Vol. 26 No. 1 · 8 January 2004

Perhaps Terry Castle should take Ben Ratliff's scepticism about Art Pepper's account of the recording of Art Pepper Meets the Rhythm Section more seriously (LRB, 18 December 2003). The liner notes to the album state that he hadn't played for a few weeks not half a year and of course the three members of the rhythm section, Red Garland, Paul Chambers and Philly Joe Jones, were all heroin users themselves. This addiction did not prevent these talented jazz musicians from producing beautifully imaginative and melodic reinventions of popular show tunes and jazz standards.

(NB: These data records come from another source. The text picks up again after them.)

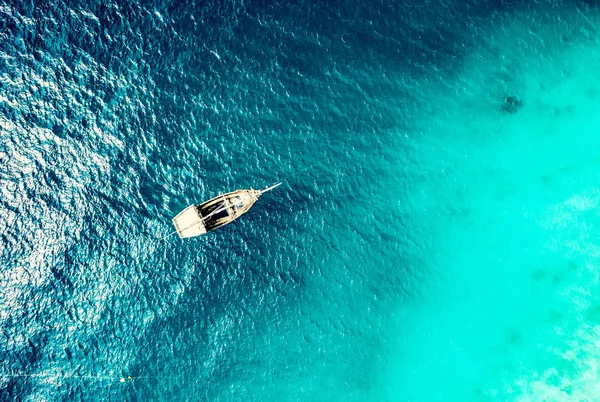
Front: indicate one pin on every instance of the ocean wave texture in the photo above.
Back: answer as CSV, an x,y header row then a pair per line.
x,y
435,237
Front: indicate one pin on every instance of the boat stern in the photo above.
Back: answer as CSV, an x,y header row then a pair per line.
x,y
188,223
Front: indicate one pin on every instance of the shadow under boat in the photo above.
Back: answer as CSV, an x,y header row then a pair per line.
x,y
197,220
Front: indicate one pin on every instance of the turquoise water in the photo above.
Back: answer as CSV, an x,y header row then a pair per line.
x,y
435,239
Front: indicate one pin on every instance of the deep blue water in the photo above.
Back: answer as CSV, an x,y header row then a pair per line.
x,y
435,238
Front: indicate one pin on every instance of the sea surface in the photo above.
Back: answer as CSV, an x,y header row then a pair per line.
x,y
436,238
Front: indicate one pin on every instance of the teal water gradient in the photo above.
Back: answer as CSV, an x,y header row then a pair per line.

However, none of them was able to lead a jazz group for any length of time or to produce a complete musical vision such as A Love Supreme or Kind of Blue, both the work of musicians who had left their own heroin addictions behind some years earlier.

Dewi Jones
Halifax

Vol. 26 No. 4 · 19 February 2004

John Heath is right to distinguish traditional Cretan music from the gritty urban (usually Athenian) recorded music of the 1920s and 1930s known as rebétika (Letters, 5 February). I was obviously hitting the ouzo. But in my own defence I find, consulting the liner notes of Greek-Oriental Rebetica: The Golden Years: 1911-37, that the words of my favourite rebétika song, ‘If I were the hem of your skirt’ (‘Hyotikos Manes’), are based ‘on a … couplet known not only in Istanbul but also various localities of Greece, e.g. Chios and Crete’:

If I were and if I were the hem of your skirt,
I would stoop and see what? The hole of
your twat.

Terry Castle
Stanford

Vol. 26 No. 2 · 22 January 2004

Art Pepper was indeed, as Terry Castle has it (LRB, 18 December 2003), ‘one of the supreme alto saxophone players of all time’, ‘a deliriously handsome lover boy’ and ‘a life-long dope addict of truly satanic grandeur’ – though his was hardly ‘the most ravishing tone ever heard on alto’ (Johnny Hodges, surely). But Pepper’s extraordinary autobiography Straight Life is not to be read straight. Addictable to everything and anything, self-deluding as well as self-destructive, Pepper tells it not as it is, but as he needs it to be. He is, by his own account, not just a brilliant and dramatic improviser (true) but also the handsomest cat alive, the greatest lover, the hardest con, the most monumental addict. Terry Castle is distressed that Ben Ratliff should have cast doubt on this legend, focusing on his scepticism about Pepper’s account of the recording of Art Pepper meets the Rhythm Section, which Ratliff rightly ranks among the 100 most important jazz recordings. As Pepper tells the tale, he hasn’t touched his horn in six months, the mouthpiece has rotted away, and he has to patch it together with sticky tape. So, of course, he goes into the bathroom and fixes a huge amount, then turns up at the session totally unprepared, not even knowing the names of the familiar tunes that the rhythm section runs down for him. And, of course, he creates a masterpiece. Thus the legend, but the discography reveals that in the previous six months Pepper had participated in no fewer than 20 recording sessions, 11 of which he led or co-led himself. It was probably the most prolific phase in his recording career. Straight Life is celebrated, above all, for its honesty. As Castle allows, somewhat awkwardly, ‘even when an autobiographer is prone to distorting or embellishing the facts, it is still possible to locate some core emotional truth in the writing.’ But this honesty is a purely aesthetic quality. It has something to do with not sparing yourself. It has nothing to do with telling the truth.

Don Locke
Leamington Spa

Vol. 26 No. 3 · 5 February 2004

The breadth of Terry Castle’s musical taste is admirable, but ‘Cretan rembétika’ (LRB, 18 December 2003)? There is Cretan music and there is rembétika. Both are modal and improvised but they are quite different. Cretan music has a long tradition and is played on a fixed-instrumentation lyra and two lutes. It sounds like an Irish/Asian fusion. Rembétika is much younger. It seems to have developed early in the last century and is associated especially with the uncertain 1920s and 1930s in Athens and Piraeus following the exchange of populations. The bouzouki featured prominently but the instrumentation was not rigidly fixed. It was associated with the criminal world and its lyrics extolled the virtues of hashish and the miseries of lost love; the music you hear in tourist tavernas is its emasculated descendant. Rembétika is ‘My baby done left me’; Cretan music ‘My love is like a red, red rose.’